GCP Postgres is a fully managed database service that excels at managing relational data. Databricks, on the other hand, is a unified analytics service that offers effective tools for data engineering, data science, and machine learning. You can integrate data from GCP Postgres to Databricks to leverage the combined strengths of both platforms. 

GCP Postgres supports only basic SQL queries, while Databricks enables you to perform complex SQL queries for advanced data analytics. Also, Databricks’s machine learning capabilities offer automation and real-time data processing, saving you time and resources. Thus, integrating GCP Postgres to Databricks can help you streamline your data analytics workflows. 

This blog explains two methods to integrate GCP Postgres and Databricks to transfer your relational data for effective data analysis. 

Why Integrate GCP Postgres to Databricks? 

You should integrate GCP Postgres into Databricks for the following reasons:

  • Databricks offers a one-stop solution for data engineering, data science, and business analytics capabilities that GCP Postgres does not provide.
  • Databricks has flexible scalability and adjusts according to your requirements to process large volumes of data, which is not feasible with GCP Postgres. 
  • Databricks has built-in tools that support machine learning workflows. GCP Postgres do not provide this feature.
  • Databricks easily integrates with any other database services. While GCP Postgres integrates easily with other GCP services like BigQuery, connecting it with other non-Google database services can be a bit complex. 
Solve your data replication problems with Hevo’s reliable, no-code, automated pipelines with 150+ connectors.
Get your free trial right away!

Overview of GCP Postgres

Google Cloud PostgreSQL is a database service managed fully by Cloud SQL for PostgreSQL. It enables you to administer your PostgreSQL relational databases on the Google Cloud Platform. 

Some of the key features of GCP Postgres are as follows:

  • Automation: GCP automates administrative database tasks such as storage management, backup or redundancy management, capacity management, or providing data access.
  • Less Maintenance Cost: GCP Postgres automates most administrative tasks related to maintenance and significantly reduces your team’s time and resources, leading to lower overall costs.
  • Security: GCP provides powerful security features, such as rest and transit encryption, identity and access management (IAM), and compliance certifications, to protect sensitive data. 

Overview of Databricks

Databricks is an open analytics platform for analyzing and maintaining data. It provides tools and services for analytics, from data ingestion to deploying machine learning models.
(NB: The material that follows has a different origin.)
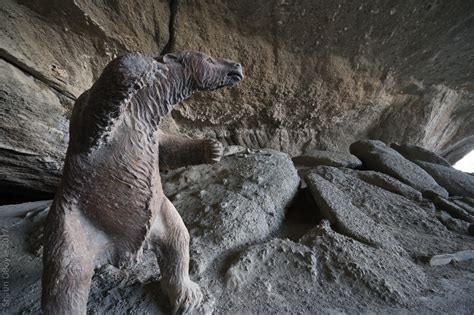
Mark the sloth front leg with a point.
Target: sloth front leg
(178, 151)
(170, 240)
Databricks combines the best data lakes and warehouses elements to perform effective data analysis. 

Some key features of Databricks are:

  • Scalability: Databricks provide high scalability with auto-scaling features, which allow the system to adjust automatically to accommodate the increased load.  
  • Optimized Performance: This platform is optimized for advanced querying, efficiently processing millions of records in seconds. This helps you get quick and accurate results for your data analysis.  
  • Real-time Data Processing: Databricks Runtime enables you to process real-time data from various sources using Apache Spark Streaming.  

Methods to Integrate GCP Postgres to Databricks

There are two methods to transfer GCP Postgres data to Databricks. They are:

Method 1: Using Hevo Data to Integrate GCP Postgres to Databricks

Hevo Data is a no-code ELT platform that provides real-time data integration and a cost-effective way to automate your data pipeline workflow. With over 150 source connectors, you can integrate your data into multiple platforms, conduct advanced analysis, and produce useful insights.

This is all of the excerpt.